Through painting and working with fabrics, Amanda Smith explores notions of borders, territory, and human delimitation of the landscape. Her gridded pictorial compositions are reminiscent of quilting techniques, which she also uses with great freedom in textile pieces. In this back-and-forth between the two media, she expresses the desire to create synthetic spaces that evoke an idealized nature.
Amanda constructs these spaces by mixing fragments of photographs or fabrics that she has dyed with motifs borrowed from the textile industry. They are sometimes decorative, replicating shapes inspired by the plant and animal realms, and sometimes utilitarian (for camouflage, for example). In her works, whether sewn or painted, Amanda juxtaposes these fragments in a way that blurs their provenance and generates a tension between true and false, reality and her distorted portrayals.

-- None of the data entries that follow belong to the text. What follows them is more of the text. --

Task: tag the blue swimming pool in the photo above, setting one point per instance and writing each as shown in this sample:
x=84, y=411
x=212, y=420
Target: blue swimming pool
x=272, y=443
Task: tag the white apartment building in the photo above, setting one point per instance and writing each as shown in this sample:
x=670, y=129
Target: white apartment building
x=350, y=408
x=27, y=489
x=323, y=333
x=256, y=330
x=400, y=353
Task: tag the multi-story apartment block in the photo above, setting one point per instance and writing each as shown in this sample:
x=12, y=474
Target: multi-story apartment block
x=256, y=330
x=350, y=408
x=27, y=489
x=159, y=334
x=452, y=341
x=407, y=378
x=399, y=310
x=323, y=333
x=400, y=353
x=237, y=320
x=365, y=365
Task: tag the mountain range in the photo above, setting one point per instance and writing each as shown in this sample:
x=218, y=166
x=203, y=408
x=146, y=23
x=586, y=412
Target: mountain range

During her residency at Est-Nord-Est, Amanda experimented with the possibility of transposing the collage method into space, to give body to her works as objects. She explored the materiality of her quilts by subjecting them to climatic conditions on the shore of the river. With her pieces wrapped around her, her body became a support, almost erased by the movement of the fabric, as captured in photographs documenting her outings. The images acted as collages in space, summoning bits of many different places. Like the lines that trace out the grids of her compositions, her intervention in the landscape leads us to reflect on what it means to discover and cross through real and imagined territories.